4. Drugs that directly inhibit thrombin activity
Direct thrombin inhibitors include hirudin, recombinant hirudins (lepirudin and disrudin), and synthetic analogues (bivalirudin and argatroban).
- Drugs that directly inhibit thrombin activity - mechanism of action
The action of direct thrombin inhibitors is based on binding to the thrombin active site, so that they form a complex (they do not act through antithrombin like fractionated heparin or low molecular weight heparins). Bound thrombin loses its anticoagulant properties because it cannot bind to fibrinogen.
- Drugs directly inhibiting thrombin activity - route of administration
The route of administration of direct thrombin inhibitors differs depending on the active ingredient in the drug.

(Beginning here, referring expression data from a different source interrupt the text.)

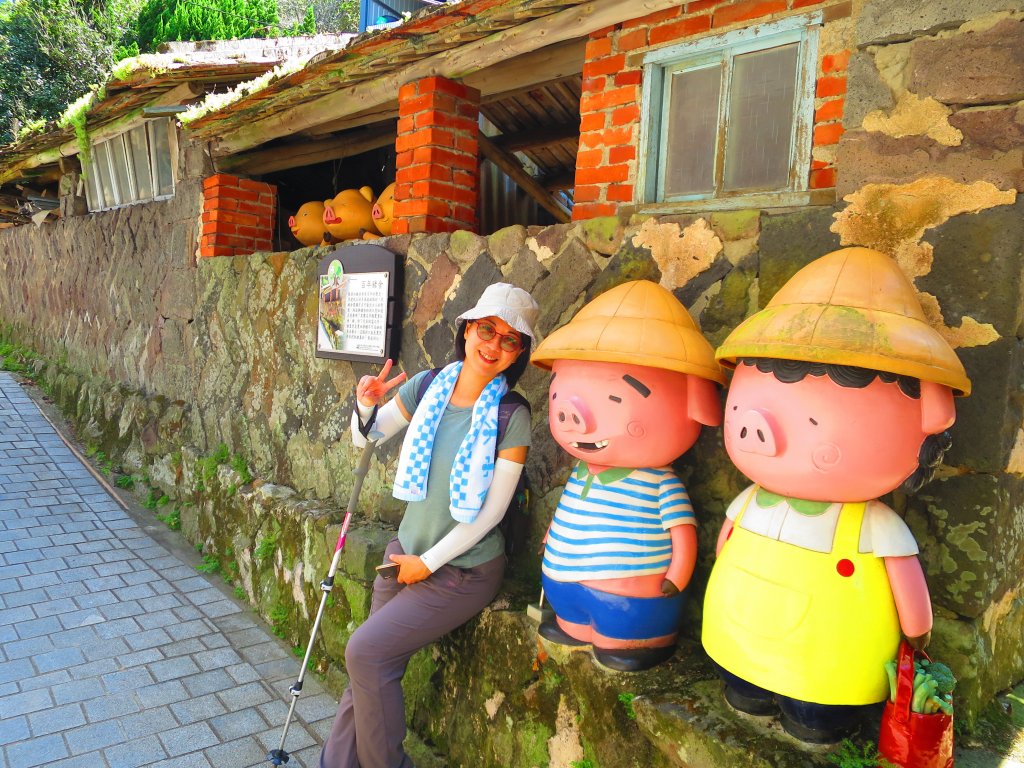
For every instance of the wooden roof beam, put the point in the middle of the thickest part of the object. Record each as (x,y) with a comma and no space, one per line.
(535,137)
(513,168)
(565,25)
(555,62)
(309,153)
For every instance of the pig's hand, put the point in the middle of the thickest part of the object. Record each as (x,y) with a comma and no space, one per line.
(921,641)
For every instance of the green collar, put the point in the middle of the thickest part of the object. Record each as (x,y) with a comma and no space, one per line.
(766,498)
(606,477)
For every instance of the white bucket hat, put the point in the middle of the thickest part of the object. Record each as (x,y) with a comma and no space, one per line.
(512,304)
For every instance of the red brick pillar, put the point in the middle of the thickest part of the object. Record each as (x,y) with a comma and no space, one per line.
(238,216)
(436,165)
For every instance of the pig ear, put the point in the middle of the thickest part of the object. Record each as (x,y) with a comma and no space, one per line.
(702,403)
(937,410)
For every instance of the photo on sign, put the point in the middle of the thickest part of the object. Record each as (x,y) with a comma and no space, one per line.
(352,311)
(331,329)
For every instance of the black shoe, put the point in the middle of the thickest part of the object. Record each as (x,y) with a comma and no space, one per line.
(633,659)
(811,734)
(551,631)
(760,706)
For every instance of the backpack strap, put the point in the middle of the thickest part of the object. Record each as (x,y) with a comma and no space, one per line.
(425,382)
(510,402)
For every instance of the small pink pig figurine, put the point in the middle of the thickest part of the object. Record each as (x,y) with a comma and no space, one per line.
(842,392)
(633,382)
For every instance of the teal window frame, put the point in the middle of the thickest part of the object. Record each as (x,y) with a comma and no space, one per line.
(720,50)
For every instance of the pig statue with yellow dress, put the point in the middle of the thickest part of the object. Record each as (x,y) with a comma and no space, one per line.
(842,392)
(349,214)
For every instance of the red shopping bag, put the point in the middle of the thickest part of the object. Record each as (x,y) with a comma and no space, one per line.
(909,739)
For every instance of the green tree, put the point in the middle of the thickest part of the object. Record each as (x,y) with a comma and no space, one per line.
(331,15)
(50,53)
(163,20)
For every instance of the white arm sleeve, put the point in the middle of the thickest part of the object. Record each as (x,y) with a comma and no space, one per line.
(465,535)
(389,421)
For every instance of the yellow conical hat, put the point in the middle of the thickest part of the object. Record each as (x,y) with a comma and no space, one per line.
(638,323)
(851,307)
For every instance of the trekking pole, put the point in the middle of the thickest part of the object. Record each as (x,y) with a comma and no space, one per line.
(280,756)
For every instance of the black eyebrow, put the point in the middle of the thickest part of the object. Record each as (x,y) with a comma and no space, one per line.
(645,391)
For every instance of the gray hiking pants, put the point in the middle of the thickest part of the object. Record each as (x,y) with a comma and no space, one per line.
(371,723)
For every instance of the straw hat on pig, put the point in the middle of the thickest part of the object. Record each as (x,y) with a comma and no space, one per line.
(850,307)
(636,323)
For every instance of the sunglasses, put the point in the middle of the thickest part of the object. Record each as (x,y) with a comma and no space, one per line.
(507,342)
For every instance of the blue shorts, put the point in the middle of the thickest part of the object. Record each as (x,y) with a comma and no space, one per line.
(614,615)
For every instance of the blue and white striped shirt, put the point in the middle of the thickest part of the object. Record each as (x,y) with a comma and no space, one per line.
(615,524)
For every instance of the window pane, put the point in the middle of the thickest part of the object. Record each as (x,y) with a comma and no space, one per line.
(160,148)
(119,161)
(692,116)
(94,192)
(761,119)
(101,155)
(140,163)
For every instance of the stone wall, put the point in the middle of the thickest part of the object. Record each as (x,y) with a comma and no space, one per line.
(247,378)
(159,361)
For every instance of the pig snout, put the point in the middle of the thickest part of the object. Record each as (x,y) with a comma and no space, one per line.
(753,433)
(573,416)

Lepirudin and bivalirudin are used only parenterally, while dabigatran is used orally.
- Drugs directly inhibiting thrombin activity - monitoring of blood coagulation parameters
The anticoagulant effect of hirudin and its analogues is assessed on the basis of the results of blood laboratory tests, namely the activated partial thromboplastin time (APTT). The doctor selects the dose of the drug individually for each patient and depending on his clinical condition. It is worth mentioning that dabigatran does not require monitoring of blood coagulation parameters, therefore its use is convenient and comfortable for patients.
- Drugs directly inhibiting thrombin activity - indications
Direct thrombin inhibitors, especially argatroban, are used in the treatment of heparin thrombocytopenia (HIT). In interventional cardiology, they are anticoagulant therapy during percutaneous coronary interventions (PCI). In addition, dabigatran is a recommended drug reducing the risk of VTE and its life-threatening disease.complications. It should also be used by patients with atrial fibrillation to prevent ischemic stroke and systemic embolism.

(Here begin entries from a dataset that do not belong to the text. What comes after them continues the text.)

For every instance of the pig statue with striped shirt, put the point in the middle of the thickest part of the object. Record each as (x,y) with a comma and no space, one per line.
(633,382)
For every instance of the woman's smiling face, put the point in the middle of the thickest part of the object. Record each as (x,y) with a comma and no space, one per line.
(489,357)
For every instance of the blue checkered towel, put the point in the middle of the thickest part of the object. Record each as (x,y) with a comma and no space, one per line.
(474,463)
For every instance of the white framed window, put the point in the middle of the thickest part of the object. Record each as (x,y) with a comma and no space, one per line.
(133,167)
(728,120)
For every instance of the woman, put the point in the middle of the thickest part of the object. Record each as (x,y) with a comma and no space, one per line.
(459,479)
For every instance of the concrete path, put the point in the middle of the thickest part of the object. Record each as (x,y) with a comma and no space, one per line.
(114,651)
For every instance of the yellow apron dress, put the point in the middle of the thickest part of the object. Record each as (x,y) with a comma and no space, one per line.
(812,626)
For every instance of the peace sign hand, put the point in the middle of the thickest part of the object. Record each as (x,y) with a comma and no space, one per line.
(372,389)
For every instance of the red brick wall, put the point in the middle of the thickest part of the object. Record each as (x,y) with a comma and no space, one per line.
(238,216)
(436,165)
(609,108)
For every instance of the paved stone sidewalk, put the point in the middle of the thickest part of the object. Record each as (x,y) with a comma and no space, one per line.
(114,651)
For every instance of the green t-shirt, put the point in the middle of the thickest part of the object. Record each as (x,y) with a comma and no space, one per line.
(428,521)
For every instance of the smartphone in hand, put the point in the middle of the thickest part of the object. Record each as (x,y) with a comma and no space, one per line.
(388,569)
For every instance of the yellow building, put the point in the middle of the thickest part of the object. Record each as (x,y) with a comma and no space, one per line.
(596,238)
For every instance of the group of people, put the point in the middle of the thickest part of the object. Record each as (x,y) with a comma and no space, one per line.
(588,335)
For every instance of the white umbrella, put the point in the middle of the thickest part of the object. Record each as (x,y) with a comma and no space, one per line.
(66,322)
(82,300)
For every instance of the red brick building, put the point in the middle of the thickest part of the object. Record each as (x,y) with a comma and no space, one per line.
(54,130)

- Drugs that directly inhibit thrombin activity - side effects
The complications observed in patients using direct thrombin inhibitors include, first of all, bleeding (especially from the gastrointestinal tract), as well as life-threatening anaphylactic reactions (mainly after lepirudin). Medicines from this group should not be taken by pregnant and breastfeeding women.
- Drugs that directly inhibit thrombin activity - contraindications
Lepirudin should be used with caution in patients diagnosed with renal insufficiency, as well as in people who have taken it before. It has been shown that approximately half of the patients receiving intravenous lepirudin develop antibodies against the lepirudin-thrombin complex, which may enhance the anticoagulant effect.
It is worth noting that kidney diseases do not make it necessary to change the dosage of argatroban, but it should not be used in people with hepatic insufficiency.
Dabigatran is a drug excreted by the kidneys, therefore in patients with impaired kidney function, the doctor should remember to exercise caution and change the dosage based on blood laboratory results (the doctor takes into account the values of creatinine clearance and GFR). Dabigatran is contraindicated in renal or hepatic insufficiency.
- Drugs that directly inhibit thrombin activity - overdose
Unfortunately, at the moment there is no effective agent available to neutralize the effects of direct thrombin inhibitors.